"All right," said the milliner, "but I'm sorry."
She was so sorry that she carried the plume to the work room, and when she walked up behind Kate, who sat waiting before the mirror, and carefully set the hat on her head, at exactly the right angle, the long plume crept down one side and drooped across the girl's shoulder.
"I will reduce it a dollar more," she said, "and send the bill to you at Walden the last week of September."
Kate moved her head from side to side, lifted and dropped her chin. Then she turned to the milliner.
"You should be killed!" she said.
The woman reached for a hat box.
"No, I shouldn't!" she said. "Waiting that long, I'll not make much on the hat, but I'll make a good friend who will come again, and bring her friends. What is your name, please?"
Kate took one look at herself—smooth pink cheeks, gray eyes, gold hair, the sweeping wide brim, the trailing plume.

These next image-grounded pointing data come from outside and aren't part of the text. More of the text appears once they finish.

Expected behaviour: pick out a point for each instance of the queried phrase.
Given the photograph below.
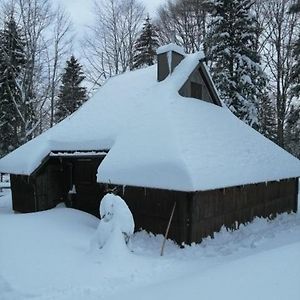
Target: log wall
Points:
(239, 205)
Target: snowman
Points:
(116, 224)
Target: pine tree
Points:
(12, 59)
(236, 64)
(145, 46)
(292, 132)
(296, 52)
(71, 95)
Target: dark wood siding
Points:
(23, 198)
(210, 210)
(151, 209)
(88, 191)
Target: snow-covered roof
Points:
(170, 47)
(159, 139)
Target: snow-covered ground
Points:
(46, 255)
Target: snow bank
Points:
(159, 139)
(49, 261)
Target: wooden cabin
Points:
(158, 151)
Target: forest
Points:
(252, 48)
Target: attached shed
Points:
(161, 136)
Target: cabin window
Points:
(85, 171)
(196, 90)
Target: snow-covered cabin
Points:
(161, 135)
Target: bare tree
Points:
(280, 30)
(59, 48)
(108, 48)
(47, 44)
(183, 22)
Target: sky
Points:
(81, 10)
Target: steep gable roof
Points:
(158, 139)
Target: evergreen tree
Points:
(12, 59)
(71, 95)
(232, 44)
(145, 46)
(267, 117)
(292, 132)
(296, 52)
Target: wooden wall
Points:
(52, 182)
(22, 189)
(210, 210)
(151, 209)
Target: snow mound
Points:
(116, 225)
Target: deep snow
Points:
(159, 139)
(45, 256)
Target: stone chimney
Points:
(168, 57)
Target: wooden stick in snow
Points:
(167, 231)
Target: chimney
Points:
(168, 57)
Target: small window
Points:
(196, 90)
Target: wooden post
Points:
(167, 231)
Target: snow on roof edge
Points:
(170, 47)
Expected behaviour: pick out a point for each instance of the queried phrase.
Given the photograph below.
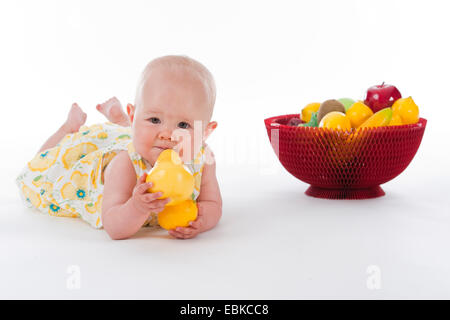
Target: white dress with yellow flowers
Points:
(65, 180)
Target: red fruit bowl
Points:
(340, 164)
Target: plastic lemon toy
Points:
(358, 113)
(407, 110)
(308, 110)
(171, 177)
(335, 120)
(379, 119)
(178, 215)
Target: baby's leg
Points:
(112, 110)
(75, 120)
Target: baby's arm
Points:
(209, 203)
(126, 204)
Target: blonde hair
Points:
(177, 63)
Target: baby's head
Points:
(173, 94)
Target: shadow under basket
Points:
(344, 164)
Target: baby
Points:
(99, 172)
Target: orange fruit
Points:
(407, 109)
(358, 113)
(379, 119)
(335, 120)
(308, 110)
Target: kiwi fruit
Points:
(328, 106)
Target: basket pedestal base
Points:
(349, 194)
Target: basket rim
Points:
(269, 123)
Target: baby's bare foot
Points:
(112, 110)
(75, 119)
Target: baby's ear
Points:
(209, 129)
(130, 111)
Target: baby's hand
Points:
(146, 202)
(195, 227)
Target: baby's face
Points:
(168, 106)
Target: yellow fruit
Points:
(396, 120)
(335, 120)
(407, 109)
(379, 119)
(358, 113)
(308, 110)
(178, 215)
(171, 177)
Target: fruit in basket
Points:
(347, 102)
(358, 113)
(381, 96)
(396, 120)
(407, 110)
(379, 119)
(312, 122)
(308, 110)
(335, 120)
(329, 106)
(294, 122)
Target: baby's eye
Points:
(154, 120)
(183, 125)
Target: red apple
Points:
(381, 96)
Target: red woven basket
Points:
(344, 164)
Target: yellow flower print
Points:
(131, 148)
(76, 189)
(91, 156)
(102, 135)
(38, 180)
(45, 187)
(76, 153)
(94, 207)
(31, 196)
(44, 160)
(95, 173)
(140, 163)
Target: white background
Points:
(268, 58)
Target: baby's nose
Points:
(165, 135)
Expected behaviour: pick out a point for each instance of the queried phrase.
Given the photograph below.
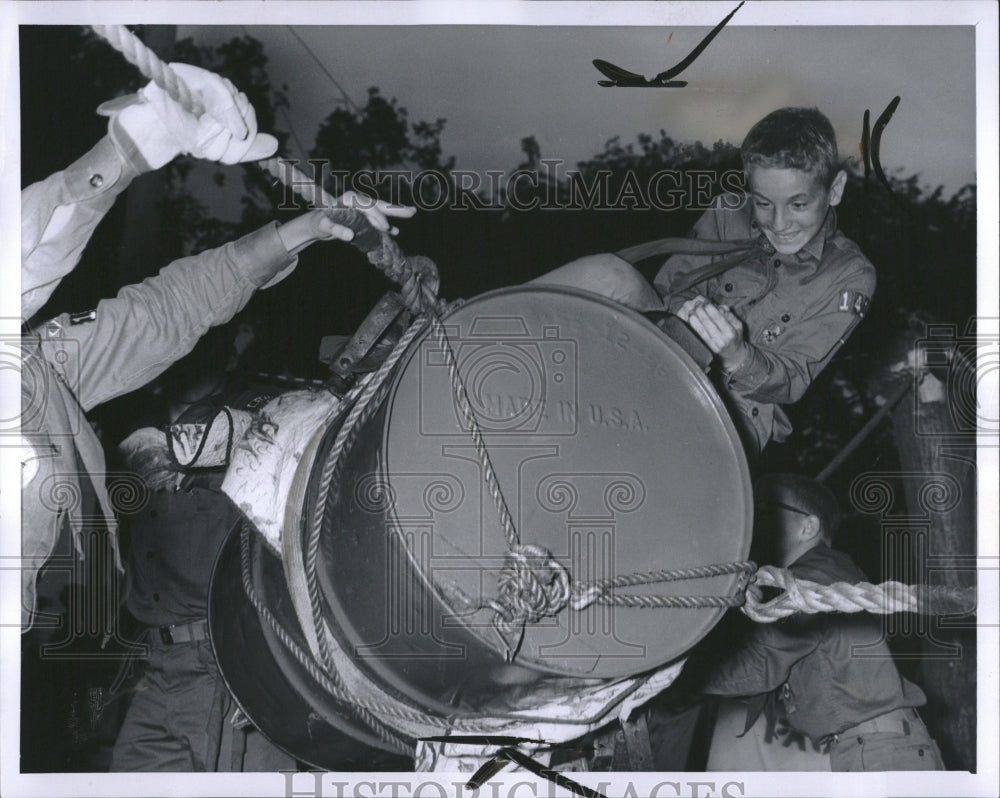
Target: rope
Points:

"Miss Katherine Eleanor Bates," she said. "Bates Corners, Hartley, Indiana. Please call my carriage?"
The milliner laughed heartily. "That's the spirit of '76," she commended. "I'd be willing to wager something worth while that this very hat brings you the carriage before fall, if you show yourself in it in the right place. It's a perfectly stunning hat. Shall I send it, or will you wear it?"